11 Apps for Choosing the Most Healthful Foods
By Danielle Nierenberg
Choosing the best in-season produce with the lowest pesticide levels or purchasing the most sustainable seafood at the grocery story or local farmers' market can be a challenge for clients. However, the following 11 apps can help them choose what's best for their families this holiday season and beyond.
1. Dirty Dozen: Published by the Environmental Working Group, a nonprofit environmental research organization, this free app focuses on which types of conventionally raised produce are the lowest in pesticides and which types are the highest. Lists include the Dirty Dozen, such as apples, spinach, and grapes, and the Clean Fifteen, including sweet corn, asparagus, and cantaloupe. The app helps decide when finding an organic alternative is best. The Dirty Dozen Plus, an expanded app, includes a list of hot peppers and leafy greens.
2. Farmstand: This free app lists more than 8,700 farmers' markets around the world and connects shoppers with markets for locally grown food. It supports local communities by linking users to each other, allowing them to take and post pictures of markets and vendors, alert others of great finds, and browse information posted by fellow market-goers. Markets can be sorted by location and opening times.
3. Good Guide: A wide-ranging shopping app that includes everything from produce to pet food, the Good Guide rates products and producers according to their health, environmental, and social benefits. In the case of fresh produce, dairy, and meats, items can be sorted using filters such as organic, vegan, and specific nutrition aspects (eg, low sodium). This free app can be tailored to highlight shoppers' personal requirements.
4. Harvest: This app, which costs $1.99, provides a list of pesticide levels on fruit and vegetables and instructs shoppers on methods for selecting the best and ripest in-season produce, from shaking blueberries to knocking on watermelons. It also provides information on the best means of storage for different kinds of produce.

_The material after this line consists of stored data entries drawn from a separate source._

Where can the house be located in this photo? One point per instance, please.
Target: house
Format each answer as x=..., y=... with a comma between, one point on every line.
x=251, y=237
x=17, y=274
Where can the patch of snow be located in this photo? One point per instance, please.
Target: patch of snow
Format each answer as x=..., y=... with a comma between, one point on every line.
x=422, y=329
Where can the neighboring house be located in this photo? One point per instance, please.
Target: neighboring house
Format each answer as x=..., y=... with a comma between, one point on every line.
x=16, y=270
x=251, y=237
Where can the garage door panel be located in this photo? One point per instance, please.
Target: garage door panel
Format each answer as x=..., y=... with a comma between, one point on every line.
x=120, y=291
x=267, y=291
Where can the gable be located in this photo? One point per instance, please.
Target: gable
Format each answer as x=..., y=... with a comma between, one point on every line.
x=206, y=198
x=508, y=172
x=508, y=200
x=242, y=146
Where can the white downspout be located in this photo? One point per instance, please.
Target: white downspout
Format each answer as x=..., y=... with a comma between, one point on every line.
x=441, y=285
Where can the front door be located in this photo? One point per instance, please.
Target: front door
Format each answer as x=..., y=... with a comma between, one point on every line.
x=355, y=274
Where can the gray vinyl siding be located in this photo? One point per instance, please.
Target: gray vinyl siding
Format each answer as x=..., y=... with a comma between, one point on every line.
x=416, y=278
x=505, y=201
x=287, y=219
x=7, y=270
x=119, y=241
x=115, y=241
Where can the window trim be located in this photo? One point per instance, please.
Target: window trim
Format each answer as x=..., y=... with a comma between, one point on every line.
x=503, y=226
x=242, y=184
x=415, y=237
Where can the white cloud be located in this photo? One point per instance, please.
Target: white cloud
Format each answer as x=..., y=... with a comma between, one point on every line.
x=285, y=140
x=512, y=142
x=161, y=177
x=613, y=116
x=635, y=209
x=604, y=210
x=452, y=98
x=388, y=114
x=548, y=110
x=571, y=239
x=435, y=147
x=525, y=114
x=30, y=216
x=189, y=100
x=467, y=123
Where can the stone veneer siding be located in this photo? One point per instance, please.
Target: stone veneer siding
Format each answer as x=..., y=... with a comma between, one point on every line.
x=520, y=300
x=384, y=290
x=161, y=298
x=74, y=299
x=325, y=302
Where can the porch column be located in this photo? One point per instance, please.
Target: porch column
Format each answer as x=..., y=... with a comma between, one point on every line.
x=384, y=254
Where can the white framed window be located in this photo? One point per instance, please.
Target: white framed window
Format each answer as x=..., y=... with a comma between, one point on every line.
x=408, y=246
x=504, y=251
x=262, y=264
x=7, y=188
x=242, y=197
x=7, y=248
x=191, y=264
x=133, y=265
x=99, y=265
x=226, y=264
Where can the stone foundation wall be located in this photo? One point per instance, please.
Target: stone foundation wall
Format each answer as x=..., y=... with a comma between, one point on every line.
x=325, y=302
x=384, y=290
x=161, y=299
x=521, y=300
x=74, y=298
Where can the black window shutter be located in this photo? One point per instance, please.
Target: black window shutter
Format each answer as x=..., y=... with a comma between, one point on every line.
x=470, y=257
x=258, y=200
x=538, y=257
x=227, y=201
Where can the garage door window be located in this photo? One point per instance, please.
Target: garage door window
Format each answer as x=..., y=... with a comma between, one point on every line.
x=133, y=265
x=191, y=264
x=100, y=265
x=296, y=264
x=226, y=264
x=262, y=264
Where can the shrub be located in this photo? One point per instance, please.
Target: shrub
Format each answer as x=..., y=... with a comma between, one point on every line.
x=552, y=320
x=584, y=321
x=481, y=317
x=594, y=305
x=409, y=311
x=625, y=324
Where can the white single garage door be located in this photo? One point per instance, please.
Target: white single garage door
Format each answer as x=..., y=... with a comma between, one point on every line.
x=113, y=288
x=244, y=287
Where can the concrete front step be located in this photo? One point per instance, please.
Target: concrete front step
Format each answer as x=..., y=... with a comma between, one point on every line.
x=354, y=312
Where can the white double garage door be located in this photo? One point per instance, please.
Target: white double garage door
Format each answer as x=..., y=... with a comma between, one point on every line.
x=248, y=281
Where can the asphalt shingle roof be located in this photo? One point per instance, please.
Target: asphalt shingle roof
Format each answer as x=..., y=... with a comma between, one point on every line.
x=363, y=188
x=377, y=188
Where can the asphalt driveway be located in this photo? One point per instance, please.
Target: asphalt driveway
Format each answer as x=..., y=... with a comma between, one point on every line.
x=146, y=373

5. HarvestMark Food Traceability: Participating fruit, vegetable, and dairy brands label their products with a 16-digit HarvestMark code or QR code. Shoppers use the free app to scan the code, retrieve the product's harvest information, and give feedback. The app connects food producers with their customers and offers food production transparency.

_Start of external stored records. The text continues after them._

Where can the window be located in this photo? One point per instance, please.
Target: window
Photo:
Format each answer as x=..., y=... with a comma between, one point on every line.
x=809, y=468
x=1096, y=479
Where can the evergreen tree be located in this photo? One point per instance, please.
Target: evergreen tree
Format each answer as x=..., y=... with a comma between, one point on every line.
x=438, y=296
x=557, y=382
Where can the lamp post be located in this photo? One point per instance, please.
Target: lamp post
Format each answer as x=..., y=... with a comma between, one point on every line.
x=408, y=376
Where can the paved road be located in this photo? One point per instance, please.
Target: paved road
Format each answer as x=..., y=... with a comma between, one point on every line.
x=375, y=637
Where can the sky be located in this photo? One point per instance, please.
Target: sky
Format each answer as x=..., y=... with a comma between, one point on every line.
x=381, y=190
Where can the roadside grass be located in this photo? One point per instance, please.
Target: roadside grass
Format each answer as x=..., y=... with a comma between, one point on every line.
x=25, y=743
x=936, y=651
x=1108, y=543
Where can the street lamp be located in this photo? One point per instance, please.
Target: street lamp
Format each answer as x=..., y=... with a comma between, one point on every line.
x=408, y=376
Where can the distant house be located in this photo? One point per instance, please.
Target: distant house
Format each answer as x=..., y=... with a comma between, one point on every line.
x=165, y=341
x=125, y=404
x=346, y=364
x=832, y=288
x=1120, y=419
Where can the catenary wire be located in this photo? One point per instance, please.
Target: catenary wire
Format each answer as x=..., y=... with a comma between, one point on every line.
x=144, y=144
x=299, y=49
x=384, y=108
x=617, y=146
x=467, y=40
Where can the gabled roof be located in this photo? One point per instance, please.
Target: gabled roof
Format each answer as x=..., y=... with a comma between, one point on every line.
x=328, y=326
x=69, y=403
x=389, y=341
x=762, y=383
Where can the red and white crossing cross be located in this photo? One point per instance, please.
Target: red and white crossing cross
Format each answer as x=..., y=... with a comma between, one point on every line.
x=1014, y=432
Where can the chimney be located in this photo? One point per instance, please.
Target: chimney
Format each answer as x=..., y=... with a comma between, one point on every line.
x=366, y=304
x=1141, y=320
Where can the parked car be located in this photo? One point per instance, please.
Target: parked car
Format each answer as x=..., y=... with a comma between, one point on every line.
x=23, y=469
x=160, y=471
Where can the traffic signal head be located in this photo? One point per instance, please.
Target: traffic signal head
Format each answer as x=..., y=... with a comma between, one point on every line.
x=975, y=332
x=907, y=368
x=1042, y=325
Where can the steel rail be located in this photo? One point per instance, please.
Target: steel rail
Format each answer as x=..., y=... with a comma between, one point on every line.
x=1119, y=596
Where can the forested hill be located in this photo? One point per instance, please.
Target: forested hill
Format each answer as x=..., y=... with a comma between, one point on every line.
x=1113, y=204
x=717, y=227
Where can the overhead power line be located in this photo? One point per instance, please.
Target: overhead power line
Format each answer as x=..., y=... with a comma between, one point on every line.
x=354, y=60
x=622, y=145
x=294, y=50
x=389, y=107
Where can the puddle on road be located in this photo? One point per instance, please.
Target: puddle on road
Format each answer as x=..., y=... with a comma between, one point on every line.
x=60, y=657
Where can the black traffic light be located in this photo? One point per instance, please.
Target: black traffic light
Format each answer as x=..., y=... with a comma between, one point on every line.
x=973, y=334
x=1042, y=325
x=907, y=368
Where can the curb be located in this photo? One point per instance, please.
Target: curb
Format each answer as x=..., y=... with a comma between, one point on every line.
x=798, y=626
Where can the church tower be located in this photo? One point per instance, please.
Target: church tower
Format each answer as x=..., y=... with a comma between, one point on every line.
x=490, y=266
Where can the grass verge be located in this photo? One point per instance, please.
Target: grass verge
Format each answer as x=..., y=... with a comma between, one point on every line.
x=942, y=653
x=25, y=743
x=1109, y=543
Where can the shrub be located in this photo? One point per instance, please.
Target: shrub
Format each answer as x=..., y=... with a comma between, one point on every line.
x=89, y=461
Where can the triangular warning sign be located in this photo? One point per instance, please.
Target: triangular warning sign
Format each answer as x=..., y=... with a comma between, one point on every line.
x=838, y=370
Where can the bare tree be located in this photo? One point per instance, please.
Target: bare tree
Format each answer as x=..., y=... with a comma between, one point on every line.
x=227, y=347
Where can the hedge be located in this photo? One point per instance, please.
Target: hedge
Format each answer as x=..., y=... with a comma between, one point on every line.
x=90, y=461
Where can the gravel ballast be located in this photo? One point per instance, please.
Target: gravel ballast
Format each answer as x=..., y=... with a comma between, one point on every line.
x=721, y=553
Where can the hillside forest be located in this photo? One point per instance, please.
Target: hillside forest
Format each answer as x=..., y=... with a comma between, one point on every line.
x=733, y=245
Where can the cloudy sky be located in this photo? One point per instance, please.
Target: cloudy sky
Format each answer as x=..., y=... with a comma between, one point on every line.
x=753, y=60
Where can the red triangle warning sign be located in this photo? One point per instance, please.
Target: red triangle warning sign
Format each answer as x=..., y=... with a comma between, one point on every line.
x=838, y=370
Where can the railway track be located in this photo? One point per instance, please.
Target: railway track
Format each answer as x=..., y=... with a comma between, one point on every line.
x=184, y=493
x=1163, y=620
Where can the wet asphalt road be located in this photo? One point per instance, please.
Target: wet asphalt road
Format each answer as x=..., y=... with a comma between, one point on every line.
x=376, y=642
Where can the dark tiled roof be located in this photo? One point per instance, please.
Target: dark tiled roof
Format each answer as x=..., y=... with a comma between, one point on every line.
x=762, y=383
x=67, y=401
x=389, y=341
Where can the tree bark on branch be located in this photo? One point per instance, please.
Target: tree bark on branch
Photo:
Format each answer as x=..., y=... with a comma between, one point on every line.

6. Locavore: This free app has a large database of local farmers' markets, farms, community-supported agriculture, and vendors selling organic produce and in-season foods. It showcases recipes using in-season ingredients and allows users to tag local sellers, share reviews, and post new finds.
7. Love Food Hate Waste: Produced by the United Kingdom-based organization WRAP, this free app helps shoppers reduce food waste by better organizing their kitchen, cooking, and shopping habits. It helps eaters keep track of what's in their cupboards, posts alerts when there are duplicate items, highlights recipes for how to best use the food that's already there, and cuts down on unnecessary purchases.
8. Seafood Watch (US)/Good Fish Guide (UK): Optimized for use in the United States or the United Kingdom, respectively, these two free apps help shoppers identify the most sustainable seafood options at the supermarket. Seafood Watch highlights best choices and indicates the options to avoid. The Good Fish Guide uses a traffic light-inspired rating system.
9. Seasons: This app, which costs $1.99, lists natural growing season data and local availability of hundreds of types of produce, from herbs to mushrooms to fruits. It also includes the import seasons of produce, photos, and the location of farmers' markets around the world.
10. True Food: Some countries, including the United States, don't require mandatory labeling of genetically modified organisms (GMOs). This free app, created by the nonprofit environmental advocacy organization Center for Food Safety, helps shoppers identify which foods, including dairy products, meat, and meat alternatives, contain GMOs.
11. What's On My Food?: Created by the Pesticide Action Network (PAN), this free app accesses an extensive and up-to-date database of all pesticides used on various types of produce. Pesticide residues remain on some fruits and vegetables even after washing. Watermelon in the United States, for example, can have up to 26 different pesticide residues by the time it reaches market, according to PAN. The app illuminates the health effects of each pesticide, from the relatively benign to the downright dangerous.
— Danielle Nierenberg is a food and agriculture expert and cofounder of Food Tank: The Food Think Tank.